There might exist a polynomial time algorithm for this. Here are some pointers:
Suppose the set of points sorted in ascending order. The intervals are also sorted in ascending order by their start time $a_i$. If not, they can be sorted in $O(n\log n)$ and $O(m\log m)$ time, respectively. Also note that for each $i$, we have $b_i \ge a_i$ and $d_i \ge c_i$.
Now it is easy to observe that intervals in $S$ must be non-overlapping; otherwise, we can always adjust the bounds of such overlapping intervals and get a reduced cost.

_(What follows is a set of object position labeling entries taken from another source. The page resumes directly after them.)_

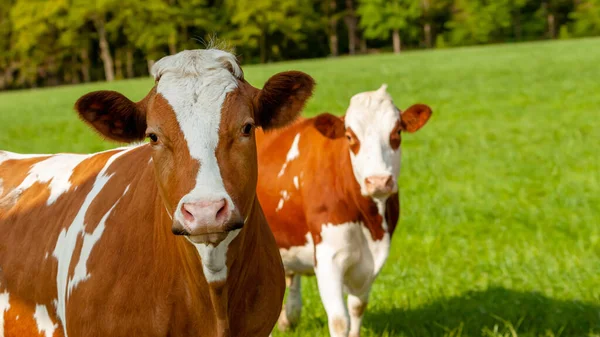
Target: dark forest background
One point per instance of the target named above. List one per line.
(53, 42)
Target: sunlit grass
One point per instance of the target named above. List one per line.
(500, 226)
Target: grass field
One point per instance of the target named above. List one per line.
(500, 226)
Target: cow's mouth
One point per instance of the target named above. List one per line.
(210, 235)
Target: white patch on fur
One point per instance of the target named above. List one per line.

Also notice that, for any interval $i$, both $c_i$ and $d_i$ have to be some points $p$ and $p'$ that are covered by $[c_i,d_i] \subseteq [a_i,b_i]$.
Thus, we have $c_1 = p_1$ and $c_m = p_n$. Also keep in mind that for some interval $i$, we may have $c_i = d_i$, and thus do not contribute to the cost.
Now since $c_1$ and $d_m$ are fixed, the objective function $minimize: \sum_{i=1}^m (d_i - c_i)$ can be re written as $minimize: (d_m - c_1) - \sum_{i=1}^{m-1} (c_{i+1} - d_i)$. Which is equivalent to $maximize: \sum_{i=1}^{m-1} (c_{i+1} - d_i)$. This means we have to maximally space out the consecutive intervals.
If two intervals $[a_i,b_i]$ and $[a_{i+1},b_{i+1}]$ are partially overlapping (i.e., $a_{i+1} < b_i$), then there must be a pair of consecutive elements $p_j$ and $p_{j+1}$ in that overlap region such that $(p_{j+1} - p_j)$ is the maximum among all such possible pairs. This can be determined in polynomial time.
PS: I have not yet been able to figure out how to deal with the following case:
When two intervals $[a_i,b_i]$ and $[a_{i+1},b_{i+1}]$ are such that the latter is fully contained within the former one.
I am posting this an answer so that others may use the above facts in some nicer way to come up with a working algorithm.